— Вот как! — сказал Берды, словно по-новому вглядываясь в давно знакомое, безвольное лицо председателя аулсовета. — Никогда не ожидал, что услышу такое об Аллаке. Я считал его вялым, робким приспособленцем, а он, оказывается… — Берды покачал головой.
— Он бывает нерешительным, — согласился Сергей, — но нерешительность его — не от робости, а от врождённой деликатности, от доброго отношения к людям и вдумчивого отношения к жизни. Станешь постарше, поймёшь, что Аллак из тех людей, кто медленно идёт, да глубоко пашет. Может быть, такие, как он, с их умением расположить к себе и бедняка, и середняка, и даже бая, более опасны для наших врагов, нежели мы с нашей откровенной и непримиримой агитацией.

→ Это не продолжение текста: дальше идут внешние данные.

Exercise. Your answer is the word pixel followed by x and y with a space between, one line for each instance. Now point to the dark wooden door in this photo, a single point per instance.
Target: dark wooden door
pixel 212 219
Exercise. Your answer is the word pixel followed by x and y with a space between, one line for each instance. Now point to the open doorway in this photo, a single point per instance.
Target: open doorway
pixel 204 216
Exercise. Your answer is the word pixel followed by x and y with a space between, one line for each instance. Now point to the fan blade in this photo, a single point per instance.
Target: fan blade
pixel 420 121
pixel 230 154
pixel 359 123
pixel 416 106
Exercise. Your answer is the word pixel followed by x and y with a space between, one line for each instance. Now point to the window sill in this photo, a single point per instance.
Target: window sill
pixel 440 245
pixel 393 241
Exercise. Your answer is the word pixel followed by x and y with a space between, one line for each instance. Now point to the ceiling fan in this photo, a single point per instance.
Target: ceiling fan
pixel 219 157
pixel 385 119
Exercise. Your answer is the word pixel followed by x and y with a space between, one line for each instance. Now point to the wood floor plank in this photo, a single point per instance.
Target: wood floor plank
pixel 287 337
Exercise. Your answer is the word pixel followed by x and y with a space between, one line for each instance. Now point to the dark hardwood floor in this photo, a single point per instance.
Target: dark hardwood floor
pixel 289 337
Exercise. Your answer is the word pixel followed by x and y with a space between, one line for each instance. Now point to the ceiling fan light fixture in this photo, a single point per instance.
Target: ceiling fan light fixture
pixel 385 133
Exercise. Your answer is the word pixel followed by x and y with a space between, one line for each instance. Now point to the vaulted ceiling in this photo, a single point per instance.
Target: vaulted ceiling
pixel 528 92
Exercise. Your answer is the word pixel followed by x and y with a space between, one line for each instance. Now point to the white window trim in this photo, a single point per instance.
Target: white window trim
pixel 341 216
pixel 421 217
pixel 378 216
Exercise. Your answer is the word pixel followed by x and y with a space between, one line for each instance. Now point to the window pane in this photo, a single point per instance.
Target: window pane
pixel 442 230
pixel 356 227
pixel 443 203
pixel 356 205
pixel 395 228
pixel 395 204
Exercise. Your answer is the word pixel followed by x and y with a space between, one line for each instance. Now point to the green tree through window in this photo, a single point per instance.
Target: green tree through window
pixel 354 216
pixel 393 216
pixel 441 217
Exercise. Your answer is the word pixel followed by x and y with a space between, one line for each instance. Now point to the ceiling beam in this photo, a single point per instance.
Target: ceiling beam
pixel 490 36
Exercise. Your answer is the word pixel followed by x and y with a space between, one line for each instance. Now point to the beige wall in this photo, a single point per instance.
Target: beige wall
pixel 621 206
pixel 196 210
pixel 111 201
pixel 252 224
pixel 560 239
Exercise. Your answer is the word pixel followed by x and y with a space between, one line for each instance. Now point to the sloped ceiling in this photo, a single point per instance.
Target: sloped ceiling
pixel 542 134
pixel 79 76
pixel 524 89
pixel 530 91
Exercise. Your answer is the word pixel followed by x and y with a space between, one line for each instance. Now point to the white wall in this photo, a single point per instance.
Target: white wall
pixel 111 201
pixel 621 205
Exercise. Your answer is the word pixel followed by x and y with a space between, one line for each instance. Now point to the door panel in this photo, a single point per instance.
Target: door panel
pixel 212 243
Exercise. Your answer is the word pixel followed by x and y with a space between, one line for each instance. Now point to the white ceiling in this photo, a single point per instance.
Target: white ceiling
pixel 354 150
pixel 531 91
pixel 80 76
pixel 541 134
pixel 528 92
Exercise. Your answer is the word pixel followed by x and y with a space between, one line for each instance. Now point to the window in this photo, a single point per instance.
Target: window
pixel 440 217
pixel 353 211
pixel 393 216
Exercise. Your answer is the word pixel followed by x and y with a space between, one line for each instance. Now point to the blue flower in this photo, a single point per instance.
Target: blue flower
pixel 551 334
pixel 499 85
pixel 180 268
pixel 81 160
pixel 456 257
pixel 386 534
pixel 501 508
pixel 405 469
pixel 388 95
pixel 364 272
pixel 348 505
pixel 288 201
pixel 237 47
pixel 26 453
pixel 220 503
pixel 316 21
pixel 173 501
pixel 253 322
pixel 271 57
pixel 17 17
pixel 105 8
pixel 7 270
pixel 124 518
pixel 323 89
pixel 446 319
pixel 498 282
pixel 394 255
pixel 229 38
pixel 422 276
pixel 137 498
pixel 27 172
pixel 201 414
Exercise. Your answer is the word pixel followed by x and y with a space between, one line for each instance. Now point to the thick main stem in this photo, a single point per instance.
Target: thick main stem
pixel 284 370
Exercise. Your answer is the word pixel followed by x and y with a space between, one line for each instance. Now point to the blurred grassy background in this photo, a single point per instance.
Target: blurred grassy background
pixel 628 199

— Что ж, — сказал Берды, — согласен, буду учиться и у Аллака, коли ты меня в Москву не отпускаешь. А кто-нибудь уже поехал на учёбу?

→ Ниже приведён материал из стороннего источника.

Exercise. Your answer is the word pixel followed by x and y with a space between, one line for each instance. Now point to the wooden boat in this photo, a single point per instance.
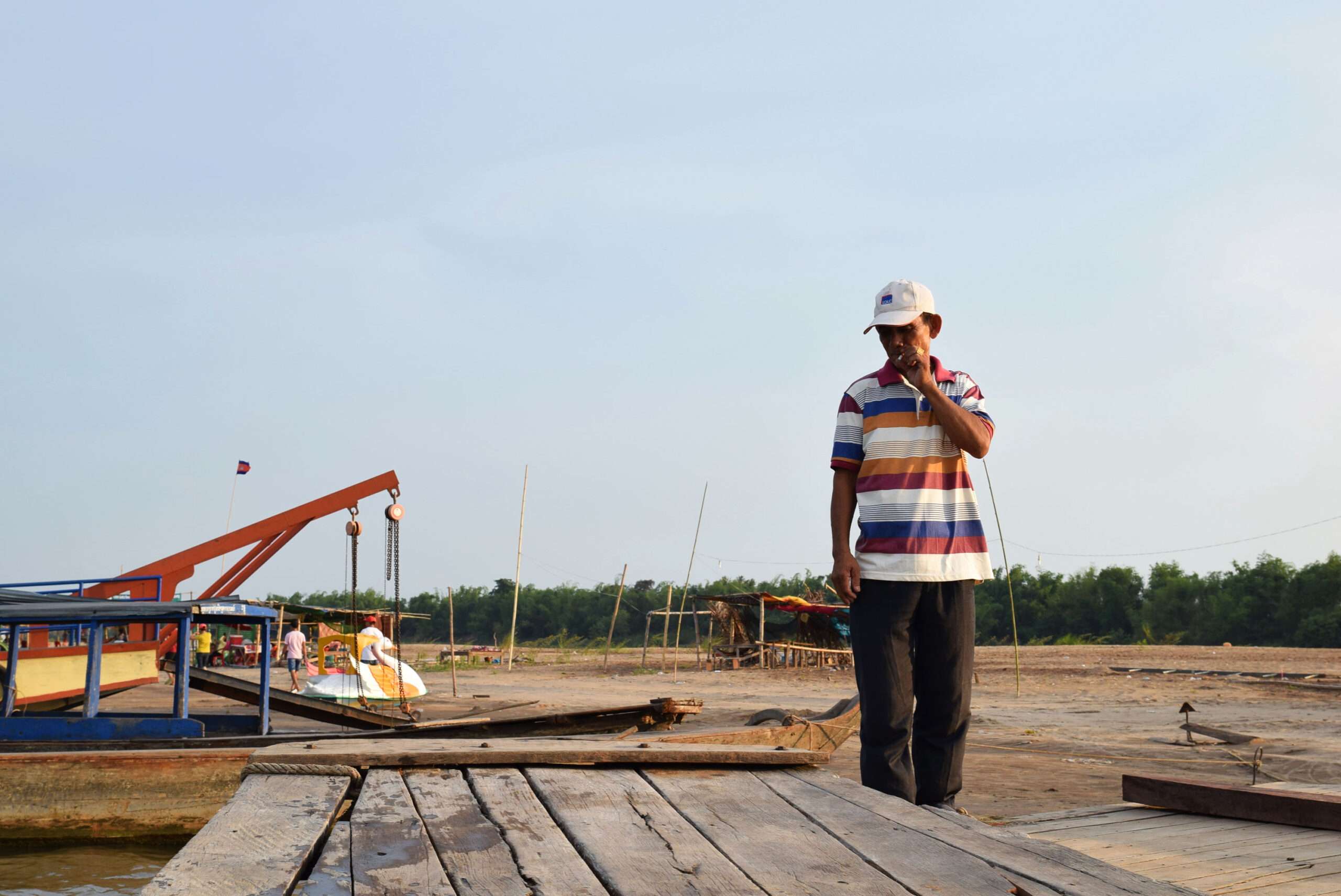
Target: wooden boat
pixel 631 818
pixel 50 674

— Да, мы послали несколько человек.
— Кого именно?
— Поехала Узук Мурадова. Остальных ты не знаешь.
— Кто вместо Узук остался? — помолчав, спросил Берды. — Абадангозель?
— Нет, — ответил Сергей, — изъявила желание поработать в родных местах Огульнязик Ишанова. Приедет — передадим ей всех аульных активисток Узук, пусть продолжает воевать с пережитками. Между прочим, ту девушку, которую Узук последний раз спасла от двоеженца-старика, она с собой в Москву забрала. Чуешь, парень, как надо работать, по-настоящему если, а?
— Чую, — негромко сказал Берды и встал. — Пойду в отряд пройдусь, посмотрю, как там мои джигиты себя чувствуют.
— Пройдись, пройдись, — согласился Сергей. — В седле уже держишься? А то тут намечается важный рейд к Серахсу — думали Дурды вместо тебя послать с твоими ребятами.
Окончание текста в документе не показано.